Serena Williams may silence some of her remaining critics if she caps a tremendous comeback year by regaining the title at the WTA Championships which start at the Sinan Erdem arena on Tuesday.
Having won Wimbledon and the US Open, and an Olympic singles gold medal for the first time in the last few months, Williams is unofficial favourite to deny top-seeded Victoria Azarenka and second-seeded Maria Sharapova at the women's tour's season-end event.
The 31-year-old Williams has achieved all this despite the blood clots in her lungs which endangered her life and contributed to a 12-month absence during 2010 and 2011.
Nevertheless dissent has been articulated, notably at the influential magazine Sports Illustrated, at suggestions that the American legend should win the WTA Player of the Year award for a third time in five years.

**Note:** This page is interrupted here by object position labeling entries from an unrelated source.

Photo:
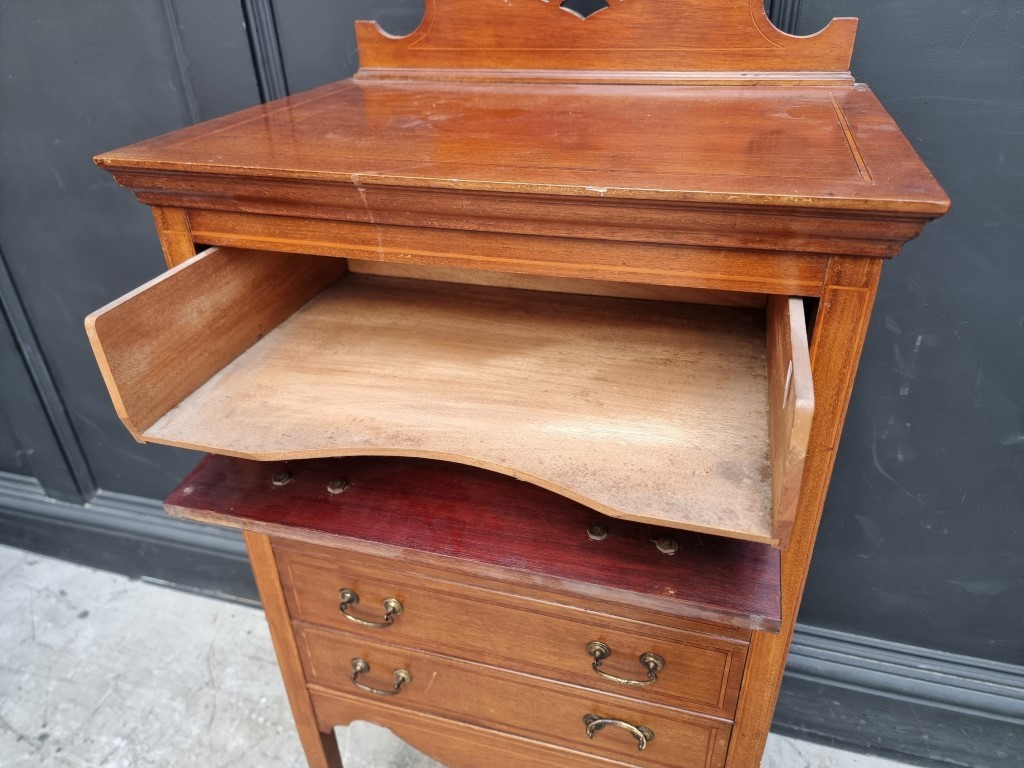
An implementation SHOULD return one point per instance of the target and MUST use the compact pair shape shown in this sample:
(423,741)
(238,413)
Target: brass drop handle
(348,597)
(652,662)
(641,733)
(401,677)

Williams' commitment to the tour is being questioned again after she missed two of this year's four premier mandatory tournaments -- Indian Wells in March and Beijing last month.
Inevitably these absences have brought reminders of withdrawals which caused criticism in previous seasons.
As the WTA's four-year roadmap campaign places special emphasis on player commitment -- to avoid upsetting spectators and sponsors -- Williams' non-appearances may be regarded as relevant.
The roadmap has helped the tour's prize money to rise 51 percent, its player participation to improve 34 percent, and the achieving of record attendances and television coverage at some tournaments.
It may therefore also be a significant statistic that Azarenka, the world number one, the Australian Open champion, and the WTA Championships' top seed, has a superior record of matches played (75) and victories totalled (67) this year.
However, Williams, who has won 43 of her last 46 matches, struck a humble note after her startling recovery, claiming she now has "a whole new perspective on her life and career."
Certainly Williams has made a huge difference to the profile of women's tennis, but she does not have enough time left to climb back to become the year-end world number one.
Who gets that accolade will be decided over the next few days by Azarenka, who has been the ranking-topper for most of the year, and Sharapova, the former number one who achieved a career Grand Slam by winning the French Open in June.
Azarenka only needs to win two group matches to finish top, but if the Belarusian were unaccountably to win only one of these three round-robin encounters, Sharapova could snatch it away from her by taking the title.
Although the Russian celebrity remains the world's highest paid woman athlete, with an estimated annual income of $28 million, she has only won the WTA Championships once before, eight years ago during her breakthrough season aged 17.
Williams has won it twice, but the 23-year-old Azarenka's best so far is last year's runners-up position after losing a three-set final to Petra Kvitova.
Azarenka has also lost 10 of her 11 meetings with Williams, including at Wimbledon, the Olympics and the US Open this year, though she may take encouragement from having led 5-3 in the final set during the New York final.
In Sunday's draw, Azarenka gained an early chance to make up for her heartbreaker in the US Open final when Williams was drawn into her round-robin four, the Red Group, along with Li Na and Angelique Kerber.
This left Sharapova with a slightly less difficult looking quartet, even though the White Group includes Kvitova, as well as Agnieszka Radwanska and Sara Errani.
For the first time in the WTA Championships' 40-year history, the players come from eight different countries.
Kvitova, the former Wimbledon champion, is Czech, Radwanska, the Wimbledon runner-up, is Polish, and Li, the former French Open champion, is Chinese.
The two debutants, Kerber, a Wimbledon semi-finalist, and Errani, the French Open runner-up, are German and Italian respectively.